Por Álvaro Vargas Llosa
Algo interesante ha sucedido en Cataluña, ejemplificado en la marcha atrás de Carles Puigdemont, Presidente de la Generalitat, que ha suspendido la declaración unilateral de independencia. La lectura general en España es que Puigdemont está jugando con Madrid y que sigue adelante con la independencia pero la suspende para ponerle difícil a Mariano Rajoy interrumpir la autonomía catalana (usando el artículo 155 de la Constitución) y provocar, con su pedido de diálogo, una situación en que sea España y no Cataluña la que aparezca como intransigente.

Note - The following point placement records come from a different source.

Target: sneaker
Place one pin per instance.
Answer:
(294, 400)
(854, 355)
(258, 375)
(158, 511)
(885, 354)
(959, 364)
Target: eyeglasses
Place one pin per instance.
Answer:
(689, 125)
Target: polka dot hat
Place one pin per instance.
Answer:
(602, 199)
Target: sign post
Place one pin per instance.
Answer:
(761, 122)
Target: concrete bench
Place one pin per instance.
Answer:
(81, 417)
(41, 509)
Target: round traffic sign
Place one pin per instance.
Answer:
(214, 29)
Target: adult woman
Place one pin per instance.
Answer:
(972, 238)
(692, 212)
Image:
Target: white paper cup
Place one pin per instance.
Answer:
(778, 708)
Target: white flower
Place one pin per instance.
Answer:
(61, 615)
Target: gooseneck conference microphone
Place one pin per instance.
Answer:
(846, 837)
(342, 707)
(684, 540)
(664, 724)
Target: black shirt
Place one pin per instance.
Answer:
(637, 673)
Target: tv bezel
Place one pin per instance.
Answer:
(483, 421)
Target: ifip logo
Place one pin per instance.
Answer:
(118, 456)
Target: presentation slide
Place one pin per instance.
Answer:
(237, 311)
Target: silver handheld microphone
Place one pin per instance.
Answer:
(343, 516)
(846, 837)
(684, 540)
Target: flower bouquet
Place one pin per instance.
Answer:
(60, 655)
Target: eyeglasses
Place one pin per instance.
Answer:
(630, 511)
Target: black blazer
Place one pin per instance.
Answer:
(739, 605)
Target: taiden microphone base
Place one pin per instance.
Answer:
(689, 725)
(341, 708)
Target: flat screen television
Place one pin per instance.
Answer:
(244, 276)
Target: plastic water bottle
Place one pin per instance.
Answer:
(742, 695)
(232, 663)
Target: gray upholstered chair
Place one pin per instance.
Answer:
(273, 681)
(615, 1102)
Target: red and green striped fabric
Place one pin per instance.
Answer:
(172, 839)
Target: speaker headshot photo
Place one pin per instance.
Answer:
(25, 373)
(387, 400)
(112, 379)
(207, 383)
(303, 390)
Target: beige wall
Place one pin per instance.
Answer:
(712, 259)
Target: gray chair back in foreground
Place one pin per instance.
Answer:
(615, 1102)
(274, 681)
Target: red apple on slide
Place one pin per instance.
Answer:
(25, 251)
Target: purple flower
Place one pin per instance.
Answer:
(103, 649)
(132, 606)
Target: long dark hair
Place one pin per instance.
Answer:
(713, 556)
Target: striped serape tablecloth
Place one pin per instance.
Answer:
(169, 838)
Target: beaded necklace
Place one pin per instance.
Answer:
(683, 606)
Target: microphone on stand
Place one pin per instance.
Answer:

Todo eso tiene algo de cierto pero creo que hay algo más. Puigdemont quería declarar y aplicar la independencia y las circunstancias lo han obligado a postergarla. La dinámica, que hasta hace pocos días favorecía abrumadoramente a la coalición independentista, ha cambiado. Ya no se trata de un enfrentamiento entre Cataluña y España -David contra Goliat- sino de dos formas de entender el lugar de Cataluña en el mundo. La Cataluña que estaba arrinconada por el independentismo a pesar de ser mayoritaria ahora ha cobrado bríos y les pelea el escenario a los separatistas.
Eso es lo que ha obligado a Puigdemont a dar un paso atrás.
Ha quedado desbaratado el argumento victimista de los separatistas. Lo esencial del problema fue siempre que muchos catalanes serían víctimas del acto ilegal, del golpe de Estado, que supondría separar a Cataluña de España sin pasar por los procedimientos constitucionales y el consentimiento de los interesados. Pero la imagen que prevalecía en ciertos círculos y prensa internacional, era otra: la de una Cataluña monolíticamente predispuesta a ir por su cuenta y una España fascista imponiendo la unidad a sangre y fuego.
El cambio de dinámica que se ha producido sirve para detener los intentos de Puigdemont y compañía, desde luego, pero no para resolver las cosas a mediano plazo. Se necesitará ponerle imaginación a partir de ahora a la relación con Cataluña y pensar, desde Madrid, en una revisión razonable de los pactos que hicieron posible el sistema autonómico prevaleciente. Sólo así será posible cegar el césped bajo los pies del nacionalismo, reforzando a esos catalanes que no quieren separarse de España pero ansían un mayor control de su destino (o, que aturdidos por la propaganda, creen que Madrid los explota económicamente, algo harto discutible porque en los últimos años, en vista de su enorme deuda, esa región española ha vivido del dinero distribuido por el gobierno central español de un fondo de ayuda a las autonomías).
Para Europa es indispensable que no haya en el futuro una Cataluña derrotada por Madrid. Una cosa es que los independentistas sean (semi)derrotados -por ahora- y otra que se sientan todos los catalanes vencidos. No, de lo que se trata es de que Cataluña sienta que ocupa todo el espacio político y cultural que quiere dentro de una España flexible, más descentralizada aún de lo muy descentralizado que ha sido el sistema imperante. Porque si ese no fuera el sentimiento general, no sólo volverá a golpear con fuerza el independentismo en cualquier momento de crisis: también habría un efecto dominó en otras partes de Europa.
Este es el verdadero significado de las movilizaciones contra los independentistas: buscar una forma que sea conversada, no rupturista ni unilateral como la que proponen, contra la opinión de millones de catalanes, el gobierno de la Generalitat y los partidos radicales (la CUP) y organizaciones civiles (la Asamblea Nacional Catalana y Ómnium Cultural) que han provocado esta crisis empujando a los nacionalistas otrora moderados hacia el abismo. Se necesita, una vez restaurado el orden, negociar cosas sensatas dentro del orden constitucional.